ハワイの歴史と文化〜悲劇と誇りのモザイクの中で(矢口祐人)

ハワイの歴史と文化―悲劇と誇りのモザイクの中で (中公新書)

ハワイの歴史と文化―悲劇と誇りのモザイクの中で (中公新書)


ハワイといえば楽園イメージ満載の地だが、それだけの場所ではないはず…という気持ちで、この本を手にとった記憶がある。改めて読んだが、色々な角度からハワイの歴史を捉えた、いい本だった。とくに、移民した日系人の暮らしぶりがよく書かれている。
サトウキビ畑での労働があまりにも過酷だったことから歌われた「ホレホレ節」の話なども興味深い。
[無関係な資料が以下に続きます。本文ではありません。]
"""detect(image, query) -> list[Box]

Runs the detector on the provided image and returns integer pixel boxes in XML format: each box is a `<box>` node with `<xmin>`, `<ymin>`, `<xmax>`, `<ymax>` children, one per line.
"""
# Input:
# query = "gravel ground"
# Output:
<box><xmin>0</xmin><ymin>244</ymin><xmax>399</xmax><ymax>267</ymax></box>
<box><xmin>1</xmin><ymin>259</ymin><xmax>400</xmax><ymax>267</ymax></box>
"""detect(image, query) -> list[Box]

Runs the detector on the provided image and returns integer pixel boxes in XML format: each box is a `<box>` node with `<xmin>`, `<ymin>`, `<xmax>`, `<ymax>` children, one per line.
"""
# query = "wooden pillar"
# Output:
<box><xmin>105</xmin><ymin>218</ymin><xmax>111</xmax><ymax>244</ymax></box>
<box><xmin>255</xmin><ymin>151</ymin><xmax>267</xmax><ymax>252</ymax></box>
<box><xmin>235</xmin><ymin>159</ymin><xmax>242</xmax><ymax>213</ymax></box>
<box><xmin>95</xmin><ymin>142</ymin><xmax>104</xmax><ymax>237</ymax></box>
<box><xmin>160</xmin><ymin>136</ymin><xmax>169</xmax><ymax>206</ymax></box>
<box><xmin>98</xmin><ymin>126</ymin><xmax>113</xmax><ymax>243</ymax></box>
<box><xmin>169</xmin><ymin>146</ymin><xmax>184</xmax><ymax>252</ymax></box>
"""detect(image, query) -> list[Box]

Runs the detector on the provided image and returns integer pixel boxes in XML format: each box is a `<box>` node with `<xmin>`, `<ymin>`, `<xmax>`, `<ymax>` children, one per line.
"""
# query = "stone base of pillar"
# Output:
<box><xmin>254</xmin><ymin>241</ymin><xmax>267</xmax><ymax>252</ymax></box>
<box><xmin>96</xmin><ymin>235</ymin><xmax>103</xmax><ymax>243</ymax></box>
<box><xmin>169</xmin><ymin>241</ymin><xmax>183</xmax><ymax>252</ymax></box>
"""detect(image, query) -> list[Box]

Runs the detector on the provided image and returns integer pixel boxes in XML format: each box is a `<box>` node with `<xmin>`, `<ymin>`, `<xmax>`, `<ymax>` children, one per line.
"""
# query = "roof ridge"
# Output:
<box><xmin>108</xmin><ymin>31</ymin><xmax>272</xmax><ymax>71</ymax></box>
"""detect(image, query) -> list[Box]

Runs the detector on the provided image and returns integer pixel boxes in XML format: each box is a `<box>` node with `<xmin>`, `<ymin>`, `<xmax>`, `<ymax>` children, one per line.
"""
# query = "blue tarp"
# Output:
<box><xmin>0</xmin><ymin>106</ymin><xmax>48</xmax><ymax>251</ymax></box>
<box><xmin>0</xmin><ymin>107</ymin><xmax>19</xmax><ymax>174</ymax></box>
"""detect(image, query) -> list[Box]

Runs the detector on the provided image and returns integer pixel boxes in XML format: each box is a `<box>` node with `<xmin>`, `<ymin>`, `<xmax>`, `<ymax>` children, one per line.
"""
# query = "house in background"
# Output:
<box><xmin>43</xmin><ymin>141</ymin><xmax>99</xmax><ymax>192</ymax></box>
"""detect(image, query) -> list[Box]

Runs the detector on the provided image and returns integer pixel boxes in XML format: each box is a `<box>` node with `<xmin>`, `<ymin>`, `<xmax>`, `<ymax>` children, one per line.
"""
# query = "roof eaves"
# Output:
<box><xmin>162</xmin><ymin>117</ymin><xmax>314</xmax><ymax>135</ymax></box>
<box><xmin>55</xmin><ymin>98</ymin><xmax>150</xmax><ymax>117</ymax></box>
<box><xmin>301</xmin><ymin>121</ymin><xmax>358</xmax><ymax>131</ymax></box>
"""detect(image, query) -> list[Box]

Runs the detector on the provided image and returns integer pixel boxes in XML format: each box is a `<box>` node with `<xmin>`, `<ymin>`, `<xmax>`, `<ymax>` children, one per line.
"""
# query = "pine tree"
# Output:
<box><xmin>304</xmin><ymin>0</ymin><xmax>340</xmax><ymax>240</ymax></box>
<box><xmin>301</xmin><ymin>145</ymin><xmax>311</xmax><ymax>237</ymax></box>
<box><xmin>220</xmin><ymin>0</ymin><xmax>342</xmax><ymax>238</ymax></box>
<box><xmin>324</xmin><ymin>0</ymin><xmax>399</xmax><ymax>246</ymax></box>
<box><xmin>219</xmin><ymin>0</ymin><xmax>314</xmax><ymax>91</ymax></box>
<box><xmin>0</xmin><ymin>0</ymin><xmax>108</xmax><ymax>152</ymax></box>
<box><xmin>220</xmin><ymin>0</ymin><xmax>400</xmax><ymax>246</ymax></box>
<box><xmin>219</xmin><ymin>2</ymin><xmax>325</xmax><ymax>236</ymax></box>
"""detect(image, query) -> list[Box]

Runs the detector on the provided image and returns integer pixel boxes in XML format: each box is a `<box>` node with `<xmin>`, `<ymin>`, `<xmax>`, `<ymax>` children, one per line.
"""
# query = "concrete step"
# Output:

「ピクチャーブライド」という映画があって、これが当時の移民事情を物語る貴重な映画なようだ。DVD見付けるのが大変そうだけれども観てみたい。

アメリカ人と信じて育った日系人二世が、第二次世界大戦によってもたらされたトラブルについても書かれている。危険人物とみなされてトゥールレイクのInternment campに収容され、その様子を絵に描いたというハワイ生まれのヒロシ・ホンダ氏のことも、この本に書かれていた。この人については、今後調べてみようと思う。

音楽の話題が豊富だったのも、読んでいて楽しかった。たとえば、U2の"Pride"は、ボノがホノルル滞在中に作ったキング牧師追悼曲。これが、白人にハワイ王朝を転覆されたネイティブ・ハワイアンにも響くものであることから、同曲をネイティブハワイアンと白人のデュオHapaがカバーしていたりする。

ただし、ただのカバーソングではないことは、聴けばわかるだろうか。
ハワイどっぷりついでに見つけた、ハワイの古典曲"kanaka"。

コンテスト優勝経験がある、KaumakaiwaとSean Na'auauの共演によるものだ。ハワイ語って不思議な響きの言葉だね。